1ポイントの重みが増す中、6-9とフェルナンデスにチャンピオンシップポイントを握られる。しかし、ここでも迷わずラケットを振り抜く小田。鮮やかなウィナーを奪って大ピンチをしのぐと、最後はフォアハンドのリターンエース。
敗戦寸前から優勝をもぎ取り、男子では国枝慎吾、女子ではディーデ・デグロート(オランダ)に次いで3人目となる生涯ゴールデンスラムの快挙を、史上最年少19歳3か月で成し遂げた。
表彰式では「感情があふれてしまった」と人目をはばからず涙を流した。19歳での偉業達成に、「若すぎるとは思っていない。一歩一歩ここまで来た。いきなりジャンプアップしたわけでなく、毎日練習して毎日キャリアを積み重ねてきた」と言う。
7月のウィンブルドン後から常に“優勝”の二文字をイメージし、「このトロフィーを掲げること、勝ってどう喜ぶかまで想像していた。

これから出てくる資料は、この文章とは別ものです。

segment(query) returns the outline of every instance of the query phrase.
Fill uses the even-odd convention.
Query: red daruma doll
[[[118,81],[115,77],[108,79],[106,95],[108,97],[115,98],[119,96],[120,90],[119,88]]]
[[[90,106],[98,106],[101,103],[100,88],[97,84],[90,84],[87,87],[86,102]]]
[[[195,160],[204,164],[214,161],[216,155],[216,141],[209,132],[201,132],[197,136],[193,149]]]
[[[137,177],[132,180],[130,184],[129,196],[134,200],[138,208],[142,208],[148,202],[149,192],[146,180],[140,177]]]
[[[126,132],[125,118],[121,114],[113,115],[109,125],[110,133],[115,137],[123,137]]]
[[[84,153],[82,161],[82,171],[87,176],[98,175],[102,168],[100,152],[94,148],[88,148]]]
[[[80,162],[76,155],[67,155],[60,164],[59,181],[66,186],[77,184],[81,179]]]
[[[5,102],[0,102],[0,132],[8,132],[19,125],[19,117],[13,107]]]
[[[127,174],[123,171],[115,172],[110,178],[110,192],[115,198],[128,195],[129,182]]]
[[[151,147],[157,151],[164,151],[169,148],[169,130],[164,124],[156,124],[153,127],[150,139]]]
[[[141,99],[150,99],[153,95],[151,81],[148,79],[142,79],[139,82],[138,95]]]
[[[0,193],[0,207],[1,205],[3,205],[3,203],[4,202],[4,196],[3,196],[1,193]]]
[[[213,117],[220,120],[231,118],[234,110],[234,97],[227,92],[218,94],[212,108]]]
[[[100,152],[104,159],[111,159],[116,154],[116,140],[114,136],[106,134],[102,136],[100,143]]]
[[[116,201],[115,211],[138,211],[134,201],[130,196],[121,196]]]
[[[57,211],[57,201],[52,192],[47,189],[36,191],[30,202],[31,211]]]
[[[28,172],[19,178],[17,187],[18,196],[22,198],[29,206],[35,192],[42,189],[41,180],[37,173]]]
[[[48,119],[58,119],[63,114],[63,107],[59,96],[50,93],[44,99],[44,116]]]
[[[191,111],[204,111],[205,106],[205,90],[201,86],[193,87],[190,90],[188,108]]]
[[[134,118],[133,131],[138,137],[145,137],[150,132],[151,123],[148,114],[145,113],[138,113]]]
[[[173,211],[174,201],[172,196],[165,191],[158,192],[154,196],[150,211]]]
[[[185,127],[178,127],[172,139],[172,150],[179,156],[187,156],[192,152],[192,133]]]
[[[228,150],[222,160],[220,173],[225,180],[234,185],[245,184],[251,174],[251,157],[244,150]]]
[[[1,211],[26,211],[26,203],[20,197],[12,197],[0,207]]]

次の目標は、車いすテニスの試合を大きなスタジアムで行うこと。「僕の旅は、普通にスタジアムでプレーできるまで止まらない。もしそこでプレーできたら、観客に試合を楽しんでもらえる、その自信がある。僕自身のためにも、このスポーツのためにもやりたいことがたくさんある」と、新たなゴールへ向かっていく。